Les fonctionnaires sont recrutés sur concours suivant le nombre de postes à pourvoir (examen d’aptitude général publié au moins deux fois par an dans le Mémorial). Une période de stage, d’une durée variable de 1 à 2 ans, est ensuite réalisée par les candidats retenus (période d’épreuve) destinée à vérifier les capacités réelles de travail d’une personne sélectionnée et son adéquation aux exigences de la fonction publique. Après le stage, un concours est organisé. En cas d’échec, le stage peut être prolongé pour une durée maximale d’un an.

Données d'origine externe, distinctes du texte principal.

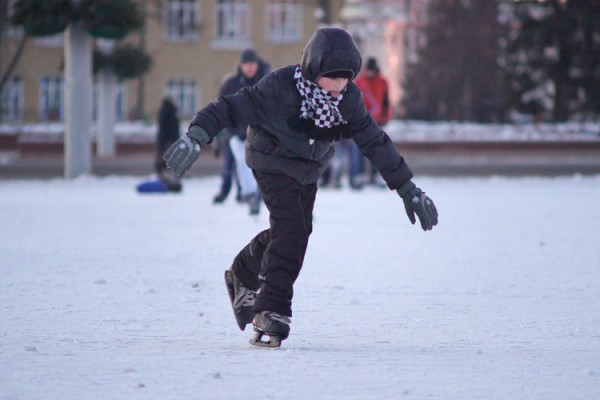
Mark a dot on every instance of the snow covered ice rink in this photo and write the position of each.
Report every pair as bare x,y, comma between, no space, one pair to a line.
107,294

Pour les candidats reçus, fait suite l’acte d’investiture officiel (le serment) devant le ministre du ressort ou son délégué (art. 3 du statut général et également à l’art 110 de la Constitution pour dire que c’est un acte fondamental). Il se présente comme suit : « Je jure fidélité au Grand-Duc, obéissance à la Constitution et aux lois de l’Etat. Je promets de remplir mes fonctions avec intégrité, exactitude et impartialité » (cit. de ibid. p. 69). La référence à Dieu, qui figurait dans la loi de 1872, a été supprimée.

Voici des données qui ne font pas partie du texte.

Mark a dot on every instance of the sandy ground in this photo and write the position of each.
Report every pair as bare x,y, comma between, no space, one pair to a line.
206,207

Enfin, intervient la nomination qui est prévue à l’article 4 du statut général. Le droit de nomination appartient au Grand-duc en vertu de l’article 35 alinéa 1er de la Constitution. Une fois nommé, le fonctionnaire est désigné pour occuper une fonction avec des tâches bien précises qu’il lui appartient de remplir. Le statut général complété par des lois prévoit ainsi :

• le détachement et l’intérim ; • la promotion ;

• les conditions de travail (durée – horaire ; heures supplémentaires et astreinte à domicile ; le dossier personnel et l’évaluation du fonctionnaire) ;

• la formation ;

• la fin de la carrière (retraite – préretraite – décès et démission).

Encadré n°1 (suite)

Tout fonctionnaire a droit à la stabilité de l’emploi, le droit au traitement, le droit à la sécurité sociale et le droit à la pension.

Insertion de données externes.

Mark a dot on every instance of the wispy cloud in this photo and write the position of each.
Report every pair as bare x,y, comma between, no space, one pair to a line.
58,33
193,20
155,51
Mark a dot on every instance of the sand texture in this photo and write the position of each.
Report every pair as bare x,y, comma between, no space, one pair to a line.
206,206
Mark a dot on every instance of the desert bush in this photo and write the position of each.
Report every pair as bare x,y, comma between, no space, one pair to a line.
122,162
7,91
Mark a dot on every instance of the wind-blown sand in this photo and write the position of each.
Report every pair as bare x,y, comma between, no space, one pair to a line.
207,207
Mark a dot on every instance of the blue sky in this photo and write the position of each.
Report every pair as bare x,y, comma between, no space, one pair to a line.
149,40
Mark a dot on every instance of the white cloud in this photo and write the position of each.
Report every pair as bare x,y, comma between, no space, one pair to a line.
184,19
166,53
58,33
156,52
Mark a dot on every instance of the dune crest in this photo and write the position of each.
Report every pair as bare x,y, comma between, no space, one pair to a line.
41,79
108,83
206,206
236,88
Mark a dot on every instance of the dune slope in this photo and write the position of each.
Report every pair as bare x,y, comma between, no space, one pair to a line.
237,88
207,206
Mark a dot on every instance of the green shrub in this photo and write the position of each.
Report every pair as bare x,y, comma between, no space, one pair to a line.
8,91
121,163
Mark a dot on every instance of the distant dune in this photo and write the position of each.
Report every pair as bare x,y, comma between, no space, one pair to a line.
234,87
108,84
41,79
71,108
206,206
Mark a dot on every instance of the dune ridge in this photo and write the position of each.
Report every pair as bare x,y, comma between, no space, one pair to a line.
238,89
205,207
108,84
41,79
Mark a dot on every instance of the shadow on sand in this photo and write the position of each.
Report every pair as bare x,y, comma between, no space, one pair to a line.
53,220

Parmi les obligations du fonctionnaire (pour l’essentiel issues de la loi de 1872), nous trouvons :

• le respect des lois et règlements ;

• la surveillance des fonctionnaires hiérarchiquement inférieurs ;

• l’exécution des ordres ; • le devoir de bonne conduite ;

• la responsabilité du fonctionnaire quant à son travail ;

• le secret professionnel ;

• l’interdiction de quitter son lieu de travail ; • le devoir de résidence ;

• l’examen médical

2. 1. Une évolution régulière des effectifs de la fonction publique depuis le début du 20ème siècle

Aussi, selon les données plus actuelles du ministère luxembourgeois, la fonction publique recouvre-t-elle un ensemble hétérogène de carrières et de fonctions de nature administrative, technique et scientifique avec des particularités propres à chaque carrière relevant de l’Administration Générale, de la Magistrature, de la Force Publique, de l’Enseignement, des Cultes et des Douanes. La fonction publique rassemble 17 249 hommes et femmes en 1998, soit une progression de 58% par rapport à l’effectif de 1970 (cf. tableau 1). Cette augmentation a été régulière dans le temps. Au début du siècle dernier, en 1906 précisément, on recensait déjà environ 1 400 fonctionnaires (voir encadré n° 2), soit un effectif multiplié par un peu plus de 8 (Cf. Diederich, 1989, p. 224). Au 1er janvier 1940, ils étaient 4552 auxquels il faut ajouter des employés temporaires au nombre de 214. L’Etat Luxembourgeois a d’ailleurs très vite organisé des statuts alternatifs au modèle canonique de la fonction publique. Un mouvement qui s’est d’ailleurs accéléré dans le temps. Ainsi, au 1er octobre 1946, on comptabilisait 4 833 fonctionnaires et 1 100 employés temporaires, soit un effectif d’agents temporaires multiplié par 5,14. Parmi les catégories de personnel composant la fonction publique, une distinction est faite en ce qui concerne la catégorie des ouvriers. Celle-ci rassemble deux types d’ouvriers : les ouvriers à tâche complète et les hommes - femmes de charge. Les éléments figurant dans le tableau sont une addition de ces deux catégories. Pour les années 1997 et 1998, nous avons respectivement 1 249 ouvriers à tâche complète et 860 hommes/femmes de charge ; 1 234 et 894 pour la seconde année. Ce n’est en fait que très récemment que s’organise véritablement la fonction publique au Luxembourg. La construction du statut de la fonction publique a été ainsi progressive.